Original Title: “The distribution of Galois orbits of points of small height in toric varieties”

Authors: José IgnacioBurgos Gil (ICMAT-CSIC), Patrice Philippon (Institut de Mathematiques de Jussieu – U.M.R. 7586 du CNRS), Juan RiveraLetelier (University of Rochester) y Martín Sombra (ICREA, UB)

Source: American Journal of Mathematics 141 (2019), 309381

Date of online publication: 2019



Equidistribution results are an important tool in many branches of mathematics. For instance, the equidistribution property the Galois orbits of small points in abelian varieties over number fields was studied by L. Szpiro, E. Ullmo and S. Zhang and led to a proof of the Bogomolov conjecture. This equidistribution property has been widely generalized. In particular, it has been extended to more general varieties and height functions and, with the introduction of Berkovich spaces, to non-Archimedean places. Up to the date of this paper, all these generalizations are restricted to height functions that satisfy a special condition, namely, that the essential minimum of the heights of points is equal to the normalized height of the ambient variety. Many height functions satisfy this special condition, like Néron-Tate heights on Abelian varieties, canonical metrics on toric varieties, and more generally those coming from algebraic dynamical systems. But there are also many height functions of interest that do not satisfy it, like (twisted) Fubini-Study heights on projective spaces and the Faltings height on modular varieties.
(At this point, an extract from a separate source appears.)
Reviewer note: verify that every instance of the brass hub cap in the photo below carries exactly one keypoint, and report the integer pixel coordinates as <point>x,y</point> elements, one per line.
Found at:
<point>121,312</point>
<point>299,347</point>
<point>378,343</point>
Toric varieties form a very nice class of varieties that have a combinatorial description and allow very explicit computations. This paper contains a complete study of the equidistribution property of Galois orbits of small points with respect to toric height functions and the associated Bogomolov property. The authors show that a mild positivity assumption is enough to guarantee equidistribution. This provides a wealth of new height functions for which the equidistribution property holds. Moreover, they give a complete classification of those toric heights for which equidistribution holds, and they use it to prove that the equidistribution property implies the Bogomolov property in the toric context. As a byproduct, they give a characterization of those toric heights whose essential minimum is attained. They also provide examples of toric height functions that do not have the Bogomolov property and for which the equidistribution property fails in a myriad of ways.